Proper 18A
September 4, 2011
Ezekiel 33:7-11*Psalm 119:33-40*Romans 13:8-14*Matthew 18:15-20
Rev. David M. McNair
It’s a given: no parent in her/his right mind wakes up a sleeping child unless it’s necessary! But when it was necessary for your parents to awaken you when you were a child, how did they do it?
It might have sounded something like this: “Good morning sleepyhead! Rise and shine, time to wake up — get your clothes on… Lets get this day rollin’.” St. Paul uses similar language to urge the church in Rome and us to wake up. He writes, “you know what time it is, how it is now the moment for you to wake from sleep … the night is gone, the day is near … put on the Lord Jesus Christ.”
What a curious image: “Put on the Lord Jesus Christ.” What could it mean? What does it look like to put on Christ? How might we go about doing this? And, why do we need to do it?

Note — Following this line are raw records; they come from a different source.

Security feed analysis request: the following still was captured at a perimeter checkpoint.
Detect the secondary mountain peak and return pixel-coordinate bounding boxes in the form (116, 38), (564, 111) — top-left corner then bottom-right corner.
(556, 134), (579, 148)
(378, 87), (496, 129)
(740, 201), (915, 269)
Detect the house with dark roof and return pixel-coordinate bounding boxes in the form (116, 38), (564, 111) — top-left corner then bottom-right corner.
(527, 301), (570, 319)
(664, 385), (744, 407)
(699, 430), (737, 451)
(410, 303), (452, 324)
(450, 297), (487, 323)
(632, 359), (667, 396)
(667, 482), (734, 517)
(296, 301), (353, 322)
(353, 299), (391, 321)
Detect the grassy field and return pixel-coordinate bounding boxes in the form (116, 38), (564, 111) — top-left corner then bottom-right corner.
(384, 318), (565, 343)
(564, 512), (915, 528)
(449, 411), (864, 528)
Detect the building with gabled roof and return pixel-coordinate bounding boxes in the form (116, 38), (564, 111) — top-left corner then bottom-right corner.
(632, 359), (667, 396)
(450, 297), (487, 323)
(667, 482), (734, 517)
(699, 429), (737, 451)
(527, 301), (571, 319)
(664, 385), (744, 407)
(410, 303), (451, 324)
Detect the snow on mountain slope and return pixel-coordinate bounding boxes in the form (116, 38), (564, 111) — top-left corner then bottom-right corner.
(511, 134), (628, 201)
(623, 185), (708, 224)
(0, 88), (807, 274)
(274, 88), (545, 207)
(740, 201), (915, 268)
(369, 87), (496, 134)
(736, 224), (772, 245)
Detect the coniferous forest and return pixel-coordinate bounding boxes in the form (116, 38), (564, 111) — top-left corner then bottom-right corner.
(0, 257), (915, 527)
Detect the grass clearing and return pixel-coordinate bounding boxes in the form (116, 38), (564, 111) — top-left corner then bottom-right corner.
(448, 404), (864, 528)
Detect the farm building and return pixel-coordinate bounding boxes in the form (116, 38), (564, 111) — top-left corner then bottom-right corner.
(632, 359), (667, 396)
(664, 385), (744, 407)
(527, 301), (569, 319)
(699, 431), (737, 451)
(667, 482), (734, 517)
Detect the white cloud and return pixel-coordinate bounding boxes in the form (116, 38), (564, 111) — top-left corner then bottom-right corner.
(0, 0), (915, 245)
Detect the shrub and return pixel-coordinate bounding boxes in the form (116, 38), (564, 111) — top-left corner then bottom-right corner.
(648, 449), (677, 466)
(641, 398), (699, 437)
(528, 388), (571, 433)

What good would it be – for us, for others, for the world — for us to put on the Lord Jesus Christ?
In the early Christian church, when new converts were baptized — which they did without wearing a stitch of clothing — after they came up out of the water and were dried off, they were given a new white robe to put on which they did not take off for at least a week after baptism. This robe signified their new life in Christ. So in baptism, we are not only bathed, but we are also clothed — clothed in Christ. This robe – like new skin— is our true identity as children of God – an identity that is truer even than our skin color, or ethnicity, or gender, or social status. St. Paul tells it like it is: “There is no longer Jew or Greek, … slave or free, … male or female; for all of you are one in Christ Jesus.” (1) Our deepest identity – being clothed in Christ — makes us one.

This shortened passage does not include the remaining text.